Thron almost snorted with
laughter, but quickly stifled the sound.
“Indeed, every additional
emanation means more attention and energy one must expend,” the Ivra said
flatly. “When we are on the rock floors of the caverns or among the shadows it
will be less difficult, but out here … do not move unless you must.” Leren seemed
to look around, then pointed at a flat rock not far from where they had
stopped. “Go there quickly and stand upon it. They shall pass this way soon.”
“Getting up on a rock don’t
seem the best way to hide,” Thron grumbled to himself as they headed for it.
“Goes against all training.”
“Just move,” said Belmok,
swinging his staff as if to shepherd him along. “And quietly, please.”
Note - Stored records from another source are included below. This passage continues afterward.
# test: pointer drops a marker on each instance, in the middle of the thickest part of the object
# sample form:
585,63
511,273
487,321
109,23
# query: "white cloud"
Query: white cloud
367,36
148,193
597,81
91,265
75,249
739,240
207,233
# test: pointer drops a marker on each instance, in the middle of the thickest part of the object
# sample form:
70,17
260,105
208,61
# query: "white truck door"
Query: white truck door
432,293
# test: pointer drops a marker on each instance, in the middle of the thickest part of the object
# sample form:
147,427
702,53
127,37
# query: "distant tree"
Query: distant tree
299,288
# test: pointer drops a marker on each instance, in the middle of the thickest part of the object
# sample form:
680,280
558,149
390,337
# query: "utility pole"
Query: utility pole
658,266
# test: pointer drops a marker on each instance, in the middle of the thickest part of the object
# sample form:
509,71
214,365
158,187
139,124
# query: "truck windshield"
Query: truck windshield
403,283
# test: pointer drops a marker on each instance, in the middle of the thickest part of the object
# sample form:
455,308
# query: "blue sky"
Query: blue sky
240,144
Thron was about to respond
despite all caution when it seemed a sudden wave engulfed the Morgs. For a
moment he couldn’t figure out what was happening. He could still hear the wind
blowing and the hiss of grasses around them, the desultory calling of a few
birds in the distance as they started up in alarm. But he felt like he had been
struck deaf somehow. Then he realized that what he couldn’t hear was himself:
his steps, the creak of his armor, even his breathing, all the little noises he
made without even hearing them at other times, that faded into the background.
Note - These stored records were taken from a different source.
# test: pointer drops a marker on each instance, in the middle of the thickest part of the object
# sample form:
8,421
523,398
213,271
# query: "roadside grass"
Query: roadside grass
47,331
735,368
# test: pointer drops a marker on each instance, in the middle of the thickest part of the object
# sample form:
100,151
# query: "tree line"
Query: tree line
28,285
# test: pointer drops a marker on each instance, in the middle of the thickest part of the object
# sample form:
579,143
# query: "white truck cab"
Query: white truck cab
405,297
“I guess we’re cloaked,” he
whispered, but the only way he knew it was by a reverberation in his head, and
by the subtle feeling of disapproval in the air around him, as if the Ivra were
hushing him without words. He looked over, and it was not a total shock that he
couldn’t see Belmok. He looked down, and with some surprise couldn’t even see
himself. He almost stumbled climbing onto the rock, and as he grew still, saw
that even in the long burning beams from the west there was not a shadow of
either of them to be seen.
The cloaking did not muffle any
of their own senses, however. Soon they began to hear clanking and the dull
thud of many heavy footsteps coming from the north, then the crush of vegetation,
then the complaining sound of harsh craking voices squealing as they drew
close, and then a troop of Great Ogres lumbered into sight.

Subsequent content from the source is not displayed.